Why a workflow might fail

  • A step in your workflow throws a database error that causes your code to fail at runtime.
  • QStash calls your workflow URL, but the URL is not reachable - for example, because of a temporary outage of your deployment platform.
  • A single step takes longer than your platform’s function execution limit.

QStash automatically retries a failed step three times with exponential backoff to allow temporary outages to resolve.

A failed step is automatically retried three times

If, even after all retries, your step does not succeed, we’ll move the failed run into your Dead Letter Queue (DLQ). That way, you can always manually retry it again and debug the issue.

Manually retry from the Dead-Letter-Queue (DLQ)

If you want to take an action (a cleanup/log), you can configure either failureFunction or a failureUrl on the serve method of your workflow. These options allow you to define custom logic or an external endpoint that will be triggered when a failure occurs.

This feature is not yet available in workflow-py. See our Roadmap for feature parity plans and Changelog for updates.

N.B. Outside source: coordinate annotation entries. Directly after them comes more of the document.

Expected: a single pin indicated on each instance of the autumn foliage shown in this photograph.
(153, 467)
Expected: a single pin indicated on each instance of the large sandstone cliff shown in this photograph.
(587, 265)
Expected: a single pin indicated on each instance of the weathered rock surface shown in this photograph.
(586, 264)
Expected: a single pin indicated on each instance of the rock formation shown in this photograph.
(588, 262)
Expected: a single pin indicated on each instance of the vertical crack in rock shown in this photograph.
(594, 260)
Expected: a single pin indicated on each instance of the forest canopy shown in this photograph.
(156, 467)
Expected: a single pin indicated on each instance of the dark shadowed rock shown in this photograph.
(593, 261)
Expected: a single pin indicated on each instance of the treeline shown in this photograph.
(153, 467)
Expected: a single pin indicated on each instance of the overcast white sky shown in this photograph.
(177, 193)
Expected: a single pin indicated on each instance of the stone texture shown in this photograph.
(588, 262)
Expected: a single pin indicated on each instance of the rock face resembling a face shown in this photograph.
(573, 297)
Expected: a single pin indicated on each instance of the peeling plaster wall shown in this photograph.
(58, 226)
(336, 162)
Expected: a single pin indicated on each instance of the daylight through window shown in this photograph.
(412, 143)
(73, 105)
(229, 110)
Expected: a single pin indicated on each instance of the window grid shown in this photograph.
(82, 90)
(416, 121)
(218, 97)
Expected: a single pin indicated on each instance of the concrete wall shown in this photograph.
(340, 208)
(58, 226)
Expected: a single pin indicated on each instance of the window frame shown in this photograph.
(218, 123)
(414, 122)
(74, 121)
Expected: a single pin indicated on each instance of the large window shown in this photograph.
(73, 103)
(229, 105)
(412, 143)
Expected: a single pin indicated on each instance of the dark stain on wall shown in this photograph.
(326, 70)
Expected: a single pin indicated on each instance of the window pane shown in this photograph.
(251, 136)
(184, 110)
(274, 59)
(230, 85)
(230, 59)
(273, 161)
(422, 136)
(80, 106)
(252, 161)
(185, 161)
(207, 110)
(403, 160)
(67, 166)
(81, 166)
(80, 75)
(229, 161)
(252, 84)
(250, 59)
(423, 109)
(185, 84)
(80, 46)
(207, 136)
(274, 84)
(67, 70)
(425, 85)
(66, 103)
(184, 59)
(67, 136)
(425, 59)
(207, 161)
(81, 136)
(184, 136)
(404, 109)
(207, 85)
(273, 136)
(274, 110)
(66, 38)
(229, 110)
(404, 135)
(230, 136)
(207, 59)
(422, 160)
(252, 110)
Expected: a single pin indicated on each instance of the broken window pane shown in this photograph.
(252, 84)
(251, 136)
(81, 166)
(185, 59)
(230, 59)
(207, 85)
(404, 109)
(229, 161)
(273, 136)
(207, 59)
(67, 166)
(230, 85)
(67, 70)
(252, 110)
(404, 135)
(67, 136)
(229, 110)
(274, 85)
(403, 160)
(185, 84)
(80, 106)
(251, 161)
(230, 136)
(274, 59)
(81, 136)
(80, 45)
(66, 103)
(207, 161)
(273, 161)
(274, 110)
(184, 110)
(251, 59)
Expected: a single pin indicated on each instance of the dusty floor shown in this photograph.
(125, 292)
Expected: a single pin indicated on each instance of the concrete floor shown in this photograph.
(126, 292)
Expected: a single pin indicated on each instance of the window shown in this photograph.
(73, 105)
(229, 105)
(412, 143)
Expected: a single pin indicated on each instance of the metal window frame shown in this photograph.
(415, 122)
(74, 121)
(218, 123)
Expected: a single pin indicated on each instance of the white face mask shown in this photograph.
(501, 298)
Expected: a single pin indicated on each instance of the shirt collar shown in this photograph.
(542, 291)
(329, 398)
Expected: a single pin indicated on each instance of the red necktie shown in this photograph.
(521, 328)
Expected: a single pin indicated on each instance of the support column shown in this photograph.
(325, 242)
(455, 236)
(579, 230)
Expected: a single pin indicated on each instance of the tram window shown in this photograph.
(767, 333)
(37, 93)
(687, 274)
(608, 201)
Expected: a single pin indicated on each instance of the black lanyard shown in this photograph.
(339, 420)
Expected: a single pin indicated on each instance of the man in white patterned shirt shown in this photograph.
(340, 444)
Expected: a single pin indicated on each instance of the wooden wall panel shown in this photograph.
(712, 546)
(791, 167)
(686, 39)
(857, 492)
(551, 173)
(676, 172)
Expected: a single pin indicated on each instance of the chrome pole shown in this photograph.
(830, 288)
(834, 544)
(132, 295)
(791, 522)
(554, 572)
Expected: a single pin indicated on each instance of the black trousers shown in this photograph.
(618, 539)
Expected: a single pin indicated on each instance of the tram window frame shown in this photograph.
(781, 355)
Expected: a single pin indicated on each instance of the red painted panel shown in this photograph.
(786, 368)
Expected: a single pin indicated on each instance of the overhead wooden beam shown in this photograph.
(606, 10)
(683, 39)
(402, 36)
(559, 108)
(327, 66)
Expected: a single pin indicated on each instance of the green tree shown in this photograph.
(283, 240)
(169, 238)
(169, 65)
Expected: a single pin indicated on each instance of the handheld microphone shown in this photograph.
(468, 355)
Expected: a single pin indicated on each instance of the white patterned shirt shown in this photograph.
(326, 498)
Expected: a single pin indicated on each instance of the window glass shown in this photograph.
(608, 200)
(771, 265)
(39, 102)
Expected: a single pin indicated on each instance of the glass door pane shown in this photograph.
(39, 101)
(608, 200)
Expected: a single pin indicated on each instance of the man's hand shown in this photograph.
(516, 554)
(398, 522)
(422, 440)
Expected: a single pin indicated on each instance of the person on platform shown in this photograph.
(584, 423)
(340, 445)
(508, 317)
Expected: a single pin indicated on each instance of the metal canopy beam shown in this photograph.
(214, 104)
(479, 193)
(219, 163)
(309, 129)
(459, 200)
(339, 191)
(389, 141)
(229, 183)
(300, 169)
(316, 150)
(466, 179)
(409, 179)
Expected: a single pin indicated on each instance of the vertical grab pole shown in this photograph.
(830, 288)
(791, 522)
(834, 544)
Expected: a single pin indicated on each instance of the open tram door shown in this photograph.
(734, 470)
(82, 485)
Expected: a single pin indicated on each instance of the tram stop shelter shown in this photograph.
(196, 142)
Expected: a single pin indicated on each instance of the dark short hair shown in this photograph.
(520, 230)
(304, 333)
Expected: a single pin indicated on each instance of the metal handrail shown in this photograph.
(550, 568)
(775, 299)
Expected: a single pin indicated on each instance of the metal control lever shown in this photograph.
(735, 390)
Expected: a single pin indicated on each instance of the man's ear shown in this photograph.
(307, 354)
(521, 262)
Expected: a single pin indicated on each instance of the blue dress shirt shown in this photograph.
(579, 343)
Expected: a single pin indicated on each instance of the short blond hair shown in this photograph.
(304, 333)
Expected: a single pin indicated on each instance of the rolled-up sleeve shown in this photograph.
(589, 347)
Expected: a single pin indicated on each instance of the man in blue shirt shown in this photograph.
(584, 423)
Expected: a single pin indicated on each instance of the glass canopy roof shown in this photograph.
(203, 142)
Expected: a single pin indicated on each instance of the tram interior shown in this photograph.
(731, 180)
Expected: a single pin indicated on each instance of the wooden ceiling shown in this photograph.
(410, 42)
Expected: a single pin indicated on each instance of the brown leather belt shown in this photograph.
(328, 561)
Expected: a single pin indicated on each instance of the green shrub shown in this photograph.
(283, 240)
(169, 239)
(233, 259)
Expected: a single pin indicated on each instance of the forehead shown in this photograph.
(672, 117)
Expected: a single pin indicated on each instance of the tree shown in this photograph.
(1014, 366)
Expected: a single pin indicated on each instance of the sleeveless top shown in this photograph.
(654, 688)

The serve function you use to create a workflow endpoint accepts a failureFunction parameter - an easy way to gracefully handle errors (i.e. logging them to Sentry) or your custom handling logic.

api/workflow/route.ts
export const { POST } = serve<string>(
  async (context) => {
    // Your workflow logic...
  },
  {
    failureFunction: async ({
      context,
      failStatus,
      failResponse,
      failHeaders,
    }) => {
      // Handle error, i.e. log to Sentry
    },
  }
);

Note: If you use a custom authorization method to secure your workflow endpoint, add authorization to the failureFunction too. Otherwise, anyone could invoke your failure function. Read more here: securing your workflow endpoint.

Using a failureUrl

This feature is not yet available in workflow-py. See our Roadmap for feature parity plans and Changelog for updates.

The failureUrl handles cases where the service hosting your workflow URL is unavailable. In this case, a workflow failure notification is sent to another reachable endpoint.

export const { POST } = serve<string>(
  async (context) => {
    // Your workflow logic...
  },
  {
    failureUrl: "https://<YOUR_FAILURE_URL>/workflow-failure",
  }
);

Debugging failed runs

In your DLQ, filter messages via the Workflow URL or Workflow Run ID to search for a particular failure. We include all request and response headers and bodies to simplify debugging failed runs.

For example, let’s debug the following failed run. Judging by the status code 404, the Ngrok-Error-Code header of ERR_NGROK_3200 and the returned HTML body, we know that the URL our workflow called does not exist.